軽量なろうリーダー

作品タイトル不明

後日談168話、お互い関心がない

「武器?」

「剣です」

「剣?」

「剣です」

ソウヤは淡々と繰り返した。ガラガランダ伯爵はピクリと眉を動かす。

元勇者を自称する青年には怒りもなければ、非難する様子もなかった。ただ事実を述べ、それが自然であるかのように伯爵に思わせた。

この男は、貴族を相手にしてもまるで怯んでいない。こういう手合いは、普段から高貴な身分のものと接し慣れているのだ。

そこらの素人が勇者を騙るのとは違う。絶大なる自信と、それに裏打ちされた芯が存在しているのだ。

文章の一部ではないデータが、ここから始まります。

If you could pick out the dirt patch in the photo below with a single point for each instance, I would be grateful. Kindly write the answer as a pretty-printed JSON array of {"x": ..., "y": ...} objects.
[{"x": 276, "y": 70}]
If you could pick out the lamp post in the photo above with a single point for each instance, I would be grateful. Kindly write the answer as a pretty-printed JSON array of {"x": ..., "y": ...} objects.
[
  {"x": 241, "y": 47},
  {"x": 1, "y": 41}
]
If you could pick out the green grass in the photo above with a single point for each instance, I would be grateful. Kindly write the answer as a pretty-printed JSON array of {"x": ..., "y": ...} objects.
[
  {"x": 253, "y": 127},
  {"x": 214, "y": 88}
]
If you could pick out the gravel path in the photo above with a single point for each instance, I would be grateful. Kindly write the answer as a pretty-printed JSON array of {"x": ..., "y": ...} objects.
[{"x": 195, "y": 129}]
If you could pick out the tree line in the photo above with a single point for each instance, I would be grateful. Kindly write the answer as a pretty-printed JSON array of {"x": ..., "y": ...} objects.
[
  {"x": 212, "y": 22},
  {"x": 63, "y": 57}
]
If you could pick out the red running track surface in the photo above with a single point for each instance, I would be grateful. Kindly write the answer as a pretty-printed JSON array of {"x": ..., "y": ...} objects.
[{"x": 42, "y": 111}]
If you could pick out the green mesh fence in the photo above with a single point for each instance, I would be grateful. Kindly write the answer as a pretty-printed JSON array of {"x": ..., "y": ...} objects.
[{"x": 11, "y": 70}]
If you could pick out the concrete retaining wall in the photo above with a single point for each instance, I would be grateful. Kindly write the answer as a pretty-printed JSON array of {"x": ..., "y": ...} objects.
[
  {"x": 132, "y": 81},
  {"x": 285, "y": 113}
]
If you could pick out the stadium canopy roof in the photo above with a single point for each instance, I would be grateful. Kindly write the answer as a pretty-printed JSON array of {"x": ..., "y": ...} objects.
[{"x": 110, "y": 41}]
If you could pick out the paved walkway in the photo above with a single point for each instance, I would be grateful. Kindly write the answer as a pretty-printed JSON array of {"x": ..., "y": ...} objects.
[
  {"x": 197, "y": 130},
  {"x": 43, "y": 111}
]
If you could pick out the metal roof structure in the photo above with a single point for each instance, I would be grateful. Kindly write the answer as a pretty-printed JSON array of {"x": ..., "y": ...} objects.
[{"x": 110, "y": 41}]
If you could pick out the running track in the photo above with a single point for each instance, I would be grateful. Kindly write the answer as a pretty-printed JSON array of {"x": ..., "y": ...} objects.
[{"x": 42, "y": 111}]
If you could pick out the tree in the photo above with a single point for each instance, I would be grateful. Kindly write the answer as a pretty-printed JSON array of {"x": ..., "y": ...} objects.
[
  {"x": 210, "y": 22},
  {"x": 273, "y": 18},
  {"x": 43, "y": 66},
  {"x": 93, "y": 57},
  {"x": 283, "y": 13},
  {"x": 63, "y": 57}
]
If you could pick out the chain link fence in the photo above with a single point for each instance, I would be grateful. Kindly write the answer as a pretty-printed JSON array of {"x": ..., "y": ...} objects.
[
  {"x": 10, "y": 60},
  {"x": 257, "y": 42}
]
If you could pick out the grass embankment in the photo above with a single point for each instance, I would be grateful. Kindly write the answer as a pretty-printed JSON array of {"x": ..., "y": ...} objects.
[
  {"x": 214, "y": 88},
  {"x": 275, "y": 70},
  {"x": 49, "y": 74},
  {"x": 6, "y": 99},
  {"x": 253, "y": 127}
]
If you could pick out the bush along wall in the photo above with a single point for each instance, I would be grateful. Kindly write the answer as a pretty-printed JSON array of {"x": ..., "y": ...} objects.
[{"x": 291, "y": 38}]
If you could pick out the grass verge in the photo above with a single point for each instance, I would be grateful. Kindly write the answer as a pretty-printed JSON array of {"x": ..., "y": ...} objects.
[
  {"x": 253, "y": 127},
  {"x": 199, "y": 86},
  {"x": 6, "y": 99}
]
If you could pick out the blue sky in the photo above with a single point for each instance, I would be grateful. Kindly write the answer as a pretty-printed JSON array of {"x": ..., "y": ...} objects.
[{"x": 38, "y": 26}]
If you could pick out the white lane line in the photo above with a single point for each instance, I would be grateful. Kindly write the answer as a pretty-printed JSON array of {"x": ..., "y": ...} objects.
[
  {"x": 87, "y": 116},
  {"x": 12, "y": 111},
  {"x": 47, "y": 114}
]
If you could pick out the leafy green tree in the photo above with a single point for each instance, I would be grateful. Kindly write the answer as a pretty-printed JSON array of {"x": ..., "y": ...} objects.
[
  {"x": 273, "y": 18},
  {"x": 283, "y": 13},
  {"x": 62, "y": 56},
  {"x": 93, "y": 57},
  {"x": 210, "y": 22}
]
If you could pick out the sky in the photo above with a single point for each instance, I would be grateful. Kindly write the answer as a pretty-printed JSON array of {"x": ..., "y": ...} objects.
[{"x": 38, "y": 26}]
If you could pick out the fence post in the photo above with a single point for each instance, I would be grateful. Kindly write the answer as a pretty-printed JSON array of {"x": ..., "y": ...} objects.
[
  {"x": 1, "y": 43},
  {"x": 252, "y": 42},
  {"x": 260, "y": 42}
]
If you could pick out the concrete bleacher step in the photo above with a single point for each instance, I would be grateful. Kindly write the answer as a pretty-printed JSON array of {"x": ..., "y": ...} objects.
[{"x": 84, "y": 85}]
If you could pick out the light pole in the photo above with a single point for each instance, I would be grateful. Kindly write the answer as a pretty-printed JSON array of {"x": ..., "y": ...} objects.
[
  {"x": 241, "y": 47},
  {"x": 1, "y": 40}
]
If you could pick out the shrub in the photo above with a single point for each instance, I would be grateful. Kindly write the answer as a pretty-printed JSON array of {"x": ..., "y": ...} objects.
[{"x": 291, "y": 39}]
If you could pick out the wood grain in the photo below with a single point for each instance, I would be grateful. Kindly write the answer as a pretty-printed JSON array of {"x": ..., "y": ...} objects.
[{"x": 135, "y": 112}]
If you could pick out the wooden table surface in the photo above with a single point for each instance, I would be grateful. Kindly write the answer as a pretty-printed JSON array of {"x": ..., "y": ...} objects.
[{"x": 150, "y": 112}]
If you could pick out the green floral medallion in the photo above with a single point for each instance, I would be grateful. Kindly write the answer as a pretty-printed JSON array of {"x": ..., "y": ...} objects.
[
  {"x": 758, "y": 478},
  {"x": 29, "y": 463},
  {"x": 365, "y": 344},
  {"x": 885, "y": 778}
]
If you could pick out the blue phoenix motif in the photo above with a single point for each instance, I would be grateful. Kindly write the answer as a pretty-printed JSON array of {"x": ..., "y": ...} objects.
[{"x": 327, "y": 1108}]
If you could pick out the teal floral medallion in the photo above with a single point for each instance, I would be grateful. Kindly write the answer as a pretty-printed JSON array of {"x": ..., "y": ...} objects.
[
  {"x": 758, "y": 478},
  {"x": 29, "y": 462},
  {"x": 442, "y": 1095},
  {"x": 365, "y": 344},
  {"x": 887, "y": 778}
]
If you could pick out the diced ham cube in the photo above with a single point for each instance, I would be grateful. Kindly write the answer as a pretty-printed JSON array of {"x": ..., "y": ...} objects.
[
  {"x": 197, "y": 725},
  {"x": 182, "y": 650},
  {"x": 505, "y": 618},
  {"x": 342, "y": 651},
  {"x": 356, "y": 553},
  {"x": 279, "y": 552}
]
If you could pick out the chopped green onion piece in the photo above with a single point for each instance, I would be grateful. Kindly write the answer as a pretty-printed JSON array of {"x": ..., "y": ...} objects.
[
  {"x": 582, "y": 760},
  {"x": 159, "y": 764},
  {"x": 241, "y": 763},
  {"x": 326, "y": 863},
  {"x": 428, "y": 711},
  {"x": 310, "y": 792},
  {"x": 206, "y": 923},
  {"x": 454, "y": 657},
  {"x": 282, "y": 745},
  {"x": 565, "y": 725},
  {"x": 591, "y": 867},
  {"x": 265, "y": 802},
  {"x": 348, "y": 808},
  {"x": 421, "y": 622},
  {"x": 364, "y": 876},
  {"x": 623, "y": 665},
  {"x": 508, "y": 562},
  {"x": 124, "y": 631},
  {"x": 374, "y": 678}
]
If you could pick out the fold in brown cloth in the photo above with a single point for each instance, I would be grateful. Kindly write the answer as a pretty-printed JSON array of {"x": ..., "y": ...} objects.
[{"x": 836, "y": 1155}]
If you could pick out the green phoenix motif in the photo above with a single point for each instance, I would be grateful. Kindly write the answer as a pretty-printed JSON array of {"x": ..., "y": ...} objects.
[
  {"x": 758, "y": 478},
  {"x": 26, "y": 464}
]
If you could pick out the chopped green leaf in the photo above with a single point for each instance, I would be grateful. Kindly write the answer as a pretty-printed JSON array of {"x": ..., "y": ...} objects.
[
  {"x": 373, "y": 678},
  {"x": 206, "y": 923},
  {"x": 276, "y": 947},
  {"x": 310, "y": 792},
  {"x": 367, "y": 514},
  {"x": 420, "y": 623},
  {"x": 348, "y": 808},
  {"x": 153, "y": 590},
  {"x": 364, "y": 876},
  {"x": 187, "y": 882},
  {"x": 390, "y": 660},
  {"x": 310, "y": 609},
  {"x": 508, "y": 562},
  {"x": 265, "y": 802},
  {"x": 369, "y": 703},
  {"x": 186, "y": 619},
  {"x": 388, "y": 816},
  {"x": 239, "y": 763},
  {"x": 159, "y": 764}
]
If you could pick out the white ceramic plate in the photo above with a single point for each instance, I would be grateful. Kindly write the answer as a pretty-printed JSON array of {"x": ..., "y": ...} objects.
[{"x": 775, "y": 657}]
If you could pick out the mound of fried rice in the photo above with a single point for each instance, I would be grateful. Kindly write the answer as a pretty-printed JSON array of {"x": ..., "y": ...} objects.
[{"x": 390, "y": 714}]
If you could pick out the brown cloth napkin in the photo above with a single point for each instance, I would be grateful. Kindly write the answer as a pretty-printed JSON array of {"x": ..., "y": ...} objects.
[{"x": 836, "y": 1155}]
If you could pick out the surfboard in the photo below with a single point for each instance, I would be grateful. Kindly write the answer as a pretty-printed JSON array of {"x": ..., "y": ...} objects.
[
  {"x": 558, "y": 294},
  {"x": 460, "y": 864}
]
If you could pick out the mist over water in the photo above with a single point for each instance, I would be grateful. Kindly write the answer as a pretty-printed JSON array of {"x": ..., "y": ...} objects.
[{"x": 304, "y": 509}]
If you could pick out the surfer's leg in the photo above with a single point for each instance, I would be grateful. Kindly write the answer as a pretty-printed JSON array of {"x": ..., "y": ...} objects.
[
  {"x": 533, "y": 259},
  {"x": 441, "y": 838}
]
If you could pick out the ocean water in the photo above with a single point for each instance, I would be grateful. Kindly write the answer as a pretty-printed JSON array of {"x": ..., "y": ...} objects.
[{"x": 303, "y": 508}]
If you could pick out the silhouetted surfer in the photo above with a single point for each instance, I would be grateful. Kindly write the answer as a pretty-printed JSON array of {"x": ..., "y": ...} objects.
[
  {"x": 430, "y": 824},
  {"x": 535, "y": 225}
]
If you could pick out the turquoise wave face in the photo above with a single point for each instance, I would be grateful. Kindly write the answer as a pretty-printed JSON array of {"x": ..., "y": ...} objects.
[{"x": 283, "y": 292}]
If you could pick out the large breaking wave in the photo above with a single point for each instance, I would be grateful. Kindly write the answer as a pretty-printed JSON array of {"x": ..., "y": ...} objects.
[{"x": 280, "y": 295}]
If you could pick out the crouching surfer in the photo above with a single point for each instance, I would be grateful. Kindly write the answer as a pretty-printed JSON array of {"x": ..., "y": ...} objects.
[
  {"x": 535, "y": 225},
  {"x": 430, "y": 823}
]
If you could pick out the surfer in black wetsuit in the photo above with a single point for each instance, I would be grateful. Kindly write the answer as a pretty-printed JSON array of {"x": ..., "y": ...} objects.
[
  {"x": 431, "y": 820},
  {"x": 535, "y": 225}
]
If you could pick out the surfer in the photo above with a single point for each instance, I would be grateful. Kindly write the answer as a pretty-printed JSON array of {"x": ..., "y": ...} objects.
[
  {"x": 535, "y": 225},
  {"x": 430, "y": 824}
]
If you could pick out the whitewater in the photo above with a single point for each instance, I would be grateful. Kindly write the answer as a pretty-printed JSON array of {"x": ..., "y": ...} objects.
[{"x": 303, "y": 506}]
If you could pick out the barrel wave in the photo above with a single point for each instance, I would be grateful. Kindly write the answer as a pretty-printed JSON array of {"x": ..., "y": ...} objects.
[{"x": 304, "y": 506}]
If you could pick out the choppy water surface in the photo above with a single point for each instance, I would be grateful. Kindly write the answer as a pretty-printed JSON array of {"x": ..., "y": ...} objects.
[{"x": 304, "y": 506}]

本当に勇者なのではないか。ガラガランダは、ソウヤに対してそのような疑いをいだいた。

「武器については、わしは関心がない。ここにバァ鉱物を持ち込んだ者が、一緒に運んできたが……まあ、よいだろう」

ついてくるがいいとガラガランダは手招きした。

「本当に武器だけでよいのか?」

実は鉱物の方も取り返そうとしているのではないか? 何せバァ鉱物は、この世界に存在する鉱物のなかで幻といわれるほどの超希少なものだから。それを売れば、それこそ屋敷など軽く手に入れられるほどの額となろう。

「正直、私も鉱物の方には関心がないのです、伯爵」

ソウヤは皮肉げに返した。

「私が振り回す武器が、これでしか耐えられないというので、バァ金属に頼っただけです」

その言葉に、ガラガランダはムッとした。鉱物に関心を持たない人間には心底冷たい伯爵である。

「お主は、この鉱物で武器を作らせながら、その価値がわかっておらん」

「伯爵、価値なんてものは人それぞれなんですよ」

ソウヤは淡々と言った。

「あなたが鉱物を大好きな気持ちをわかる人間もいればわからない人間もいます。そしてあなただって、私がいかにその武器が必要かご存じないし興味はない。人の命がかかっている、それでも所詮他人のことなどどうでもいい。……そう考えるのなら、価値とはいったい何なのでしょうね」

「お主と哲学を語る気はない」

人に関心が薄いガラガランダは目的の場所で足を止めた。魔術師たちがバァ鉱物と共に運び込んだ白き大剣……のようなものが台の上に載せられている。

「黒い鉱石も磨けば白くなる。……これはこれで興味深くはあるがね」

ガラガランダはソウヤを見た。

「これはお主の武器と言ったが……振り回せるのかね?」

「手にとっても?」

「構わん」

それでもしソウヤがガラガランダを攻撃してきたとしても、彼は動じない。

「少し離れて。危ないですよ」

ソウヤは一言注意をし、その剣らしきものを取った。ほぅ、とガラガランダは感心した。

なるほど、これは大剣だ。青年の鍛えられているがそこまで太くない腕は、見るからに重そうな金属の塊を支え、あまつさえ振り回した。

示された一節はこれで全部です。